Obviously, it is not enough to simply say, however loudly, “Go forth and play.” COVID-19 impacts Canadians unequally, and this holds true with play. Children and youth who live in apartments, are BIPOC (Black, Indigenous, People of Colour), come from lower-income households, or live with someone who is high-risk, all report more severe declines in their play time compared to their peers and counterpart groups. We also know that, after private yards, kids report spending most of their outdoor time on streets and sidewalks, which need to become safer places for interaction and activity, including play.

As we work to right size and rebalance healthy behaviours and emotions this summer, equitable access to play in quality shared spaces, close to where families live, is a critical ingredient.

The recognition of the right to play of every child, and the promotion of equal opportunities to play, are responsibilities the Canadian government accepted more than thirty years ago.[3] These responsibilities have been mostly sidestepped during the unrelenting urgency of COVID-19. All levels of government putting their combined weight behind a summer of play would go a long way to meeting the commitment, and help mitigate the long tail health and well-being impacts of the pandemic on a generation of kids.

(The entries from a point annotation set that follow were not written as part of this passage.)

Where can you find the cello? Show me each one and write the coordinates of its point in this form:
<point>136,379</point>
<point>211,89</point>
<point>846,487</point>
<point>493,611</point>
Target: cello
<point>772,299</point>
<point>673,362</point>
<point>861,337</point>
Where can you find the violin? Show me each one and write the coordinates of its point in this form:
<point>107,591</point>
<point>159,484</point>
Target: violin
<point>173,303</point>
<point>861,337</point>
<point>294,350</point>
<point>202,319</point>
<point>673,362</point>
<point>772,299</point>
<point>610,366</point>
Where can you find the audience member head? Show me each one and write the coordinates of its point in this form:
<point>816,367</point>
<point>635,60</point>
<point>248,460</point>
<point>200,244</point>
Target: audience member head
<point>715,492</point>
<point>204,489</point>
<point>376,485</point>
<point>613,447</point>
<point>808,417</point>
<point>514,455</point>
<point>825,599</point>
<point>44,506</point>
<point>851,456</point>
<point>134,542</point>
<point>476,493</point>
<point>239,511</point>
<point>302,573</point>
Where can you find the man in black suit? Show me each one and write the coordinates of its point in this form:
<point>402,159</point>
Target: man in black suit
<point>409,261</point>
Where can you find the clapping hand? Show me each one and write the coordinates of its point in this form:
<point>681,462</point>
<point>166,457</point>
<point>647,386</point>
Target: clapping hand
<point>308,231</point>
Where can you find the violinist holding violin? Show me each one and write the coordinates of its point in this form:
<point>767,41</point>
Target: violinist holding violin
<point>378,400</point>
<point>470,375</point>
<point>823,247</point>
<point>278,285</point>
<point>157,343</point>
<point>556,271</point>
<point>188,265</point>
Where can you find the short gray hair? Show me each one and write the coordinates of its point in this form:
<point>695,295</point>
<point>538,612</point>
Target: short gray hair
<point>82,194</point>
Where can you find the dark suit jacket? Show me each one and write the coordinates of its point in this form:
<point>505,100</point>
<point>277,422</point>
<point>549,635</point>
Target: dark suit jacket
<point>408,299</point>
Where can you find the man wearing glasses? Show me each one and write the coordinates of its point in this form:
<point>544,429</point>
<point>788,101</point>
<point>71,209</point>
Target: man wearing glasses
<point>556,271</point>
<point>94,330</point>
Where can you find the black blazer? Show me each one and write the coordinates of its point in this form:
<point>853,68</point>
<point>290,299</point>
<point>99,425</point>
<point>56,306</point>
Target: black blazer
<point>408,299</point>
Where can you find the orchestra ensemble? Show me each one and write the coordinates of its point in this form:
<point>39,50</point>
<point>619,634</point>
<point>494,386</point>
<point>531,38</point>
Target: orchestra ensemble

Those of us who spend any amount of time around children have been witness to how they light up when given the chance to play freely. Just this weekend, in the time it took Ontario’s government to close playgrounds then re-open them in retreat from the blast furnace of outrage from caregivers and admonishment from health experts, my daughter mastered a newly assembled climbing structure in our backyard. Upon reaching the summit after dozens of failed and fearful attempts, she radiated self-confidence. Play is learning and autonomy, physical activity and joy. It is a way to let loose, release superabundant energy, and conquer your fears. All play means something.[4] This summer, it means more than ever.

Want to learn more? Read a related article by Josh Fullan in the Globe and Mail here.


[1] Maximum City, 2021. COVID-19 child and youth study: the role of play and outdoor space. Toronto, ON: https://maximumcity.ca/s/COVID-19-Child-and-Youth-Study_-PLAY-REPORT-v1.pdf

[2] For the purposes of the study, play was broadly defined and open to interpretation, and included indoor and outdoor play.

[3] UN Convention on the Rights of the Child, 1989 https://www.unicef.org/child-rights-convention

[4] J. Huizinga, 1955. Home Ludens. Beacon Press, Boston.